Sunday, August 17, 2008

As we were walking along Croft-an-Righ close to home, and stopped to watch water dropping into puddles in the bricks. I took these shots with Jonmikel's camera:



They came out OK, and if you look closely you can discern the plops, but I can't help but think that while the photos themselves have a better quality than mine or my small point-and-shoot, that the composition would have been better on the latter two. I can remember a photo we all took (there are several versions) at St. (Good King) Wencesslas' tomb in Prague. We were standing in line to catch a glimpse of the dead guy, and there was gargoyle dripping down on us (it was, as are many days in Europe, raining), and we all looked up and snatched a shot of the drops falling from the jagged teeth of some leper or whatever, and those shots, for the most part, came out really cool. And we only had point-and-shoots. And then I struggle to get a shot of splashing water with a nice camera and I can't. Why is technology making things harder to do?

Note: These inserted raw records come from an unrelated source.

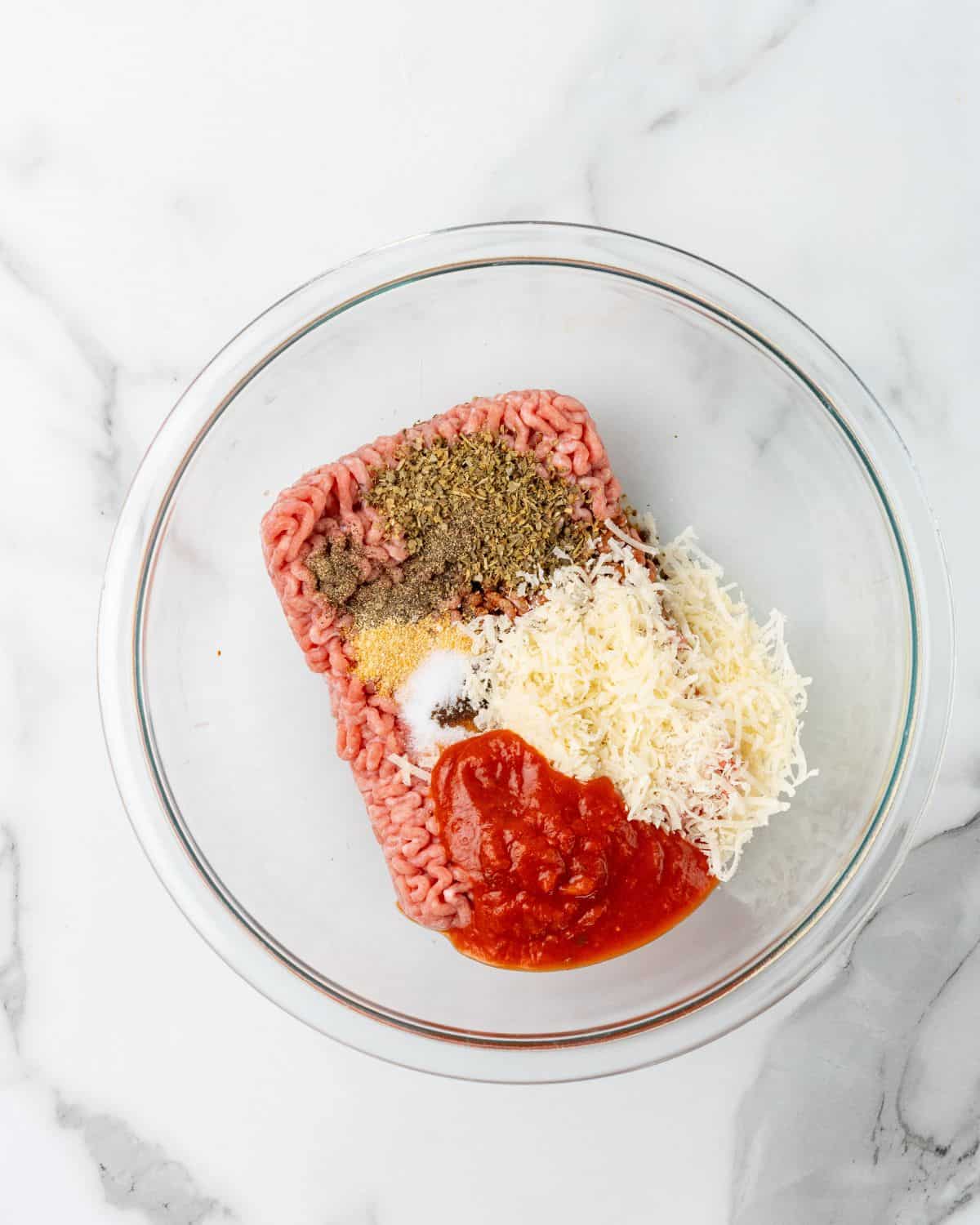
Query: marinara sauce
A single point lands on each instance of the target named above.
(560, 876)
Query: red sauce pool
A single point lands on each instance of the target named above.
(560, 876)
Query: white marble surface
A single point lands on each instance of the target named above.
(168, 171)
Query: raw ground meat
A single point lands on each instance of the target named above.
(330, 501)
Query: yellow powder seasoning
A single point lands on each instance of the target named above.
(389, 653)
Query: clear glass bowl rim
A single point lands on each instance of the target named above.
(237, 936)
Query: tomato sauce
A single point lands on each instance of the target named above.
(560, 876)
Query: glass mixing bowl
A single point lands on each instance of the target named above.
(719, 409)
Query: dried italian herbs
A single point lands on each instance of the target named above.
(482, 505)
(474, 516)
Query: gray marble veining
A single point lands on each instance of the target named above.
(867, 1105)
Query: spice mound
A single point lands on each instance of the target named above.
(473, 516)
(565, 732)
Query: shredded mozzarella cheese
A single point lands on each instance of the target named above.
(664, 685)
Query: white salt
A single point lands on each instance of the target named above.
(438, 681)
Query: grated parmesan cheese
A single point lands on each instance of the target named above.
(664, 685)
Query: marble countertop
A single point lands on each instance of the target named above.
(166, 172)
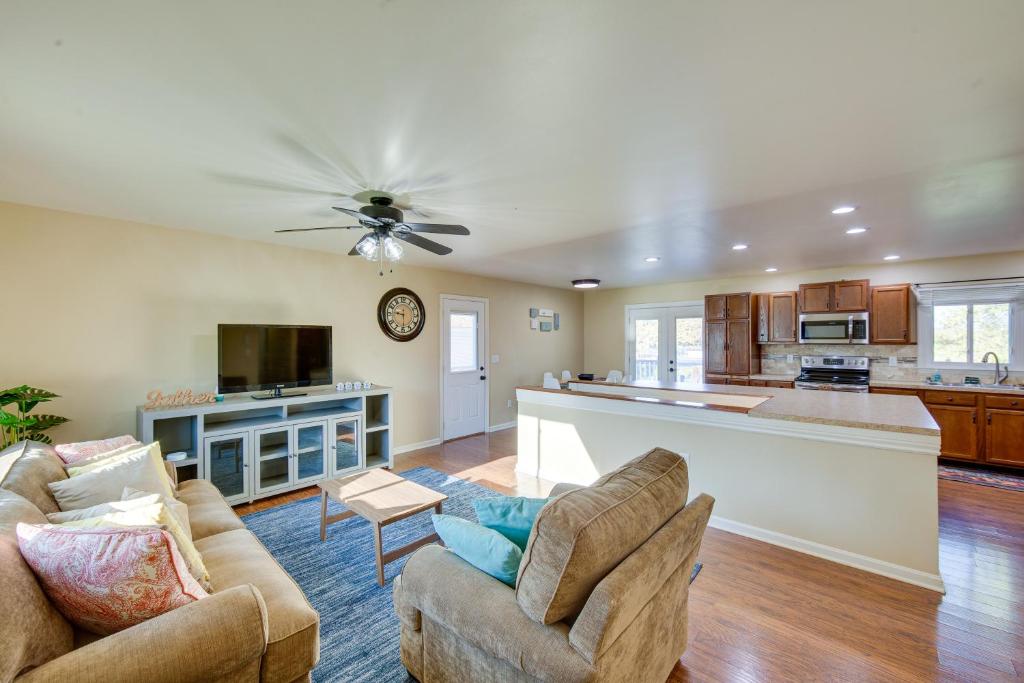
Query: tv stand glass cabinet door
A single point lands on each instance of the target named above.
(290, 455)
(226, 464)
(346, 445)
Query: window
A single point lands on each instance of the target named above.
(964, 333)
(462, 351)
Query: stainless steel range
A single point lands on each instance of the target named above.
(834, 373)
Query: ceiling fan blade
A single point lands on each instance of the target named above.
(423, 243)
(437, 228)
(364, 218)
(327, 227)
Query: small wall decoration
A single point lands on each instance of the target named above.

Like this conversation Jonmikel and I had last night. In 1969, we could go to the moon. In 2008, we can't. Why? Because the technology has become so complicated, that we just can't. Or penicillin. When it was discovered in 1928, it could have cured everything. And now, because of "improved" technology, penicillin doesn't kill anything at all. How is it that we've managed to improve things to the point where they don't work anymore?

1 comment:

Anonymous said...

Dude I know! I was just playing with a shiny "advanced" camera, and every picture was worse than what I had on my little cannon... it was sad. They really sucked, and now I don't want that camera!